The Bill also provides for prioritization of maritime claims and maritime liens while providing protection to owners, charterers, operators, crew members and seafarers at the same time. During the course of the discussion, thirteen members presented their views and raised various questions which were replied to by Mandaviya. The Bill was then passed by the House.
Highlights of the Admiralty (Jurisdiction and Settlement of Maritime Claims) Bill, 2016:
Admiralty jurisdiction: The jurisdiction with respect to maritime claims under the Bill will vest with the respective High Courts and will extend up to the territorial waters of their respective jurisdictions. The central government may extend the jurisdiction of these High Courts. Currently, admiralty jurisdiction applies to the Bombay, Calcutta and Madras High Courts. The Bill further extend this to the High Courts of Karnataka, Gujarat, Orissa, Kerala, Hyderabad, and any other High Court notified by the central government.
Maritime claims: The High Courts may exercise jurisdiction on maritime claims arising out of conditions including: (i) disputes regarding ownership of a vessel, (ii) disputes between co-owners of a vessel regarding employment or earnings of the vessel, (iii) mortgage on a vessel, (iv) construction, repair, or conversion of the vessel, (v) disputes arising out of the sale of a vessel, (vi) environmental damage caused by the vessel, etc. The Bill defines a vessel as any ship, boat, or sailing vessel which may or may not be mechanically propelled.
While determining maritime claims under the specified conditions, the courts may settle any outstanding accounts between parties with regard to the vessel.

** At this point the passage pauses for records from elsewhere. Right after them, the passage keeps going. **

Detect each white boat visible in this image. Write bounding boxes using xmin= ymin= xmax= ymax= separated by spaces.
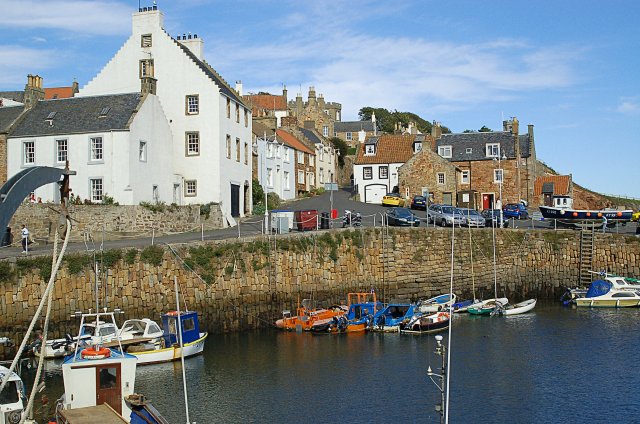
xmin=0 ymin=364 xmax=36 ymax=424
xmin=34 ymin=320 xmax=119 ymax=359
xmin=418 ymin=293 xmax=457 ymax=313
xmin=575 ymin=279 xmax=640 ymax=308
xmin=494 ymin=299 xmax=537 ymax=315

They may also direct that the vessel or a share of it be sold. With regard to a sale, courts may determine the title to the proceeds of such sale.
Priority of maritime claims: Among all claims in an admiralty proceeding, highest priority will be given to maritime claims, followed by mortgages on the vessel, and all other claims. Within maritime claims, the highest priority will be given to claims for wages due with regard to employment on the vessel. This would be followed by claims with regard to loss of life or personal injury in connection with the operation of the vessel. Such claims will continue to exist even with the change of ownership of the vessel.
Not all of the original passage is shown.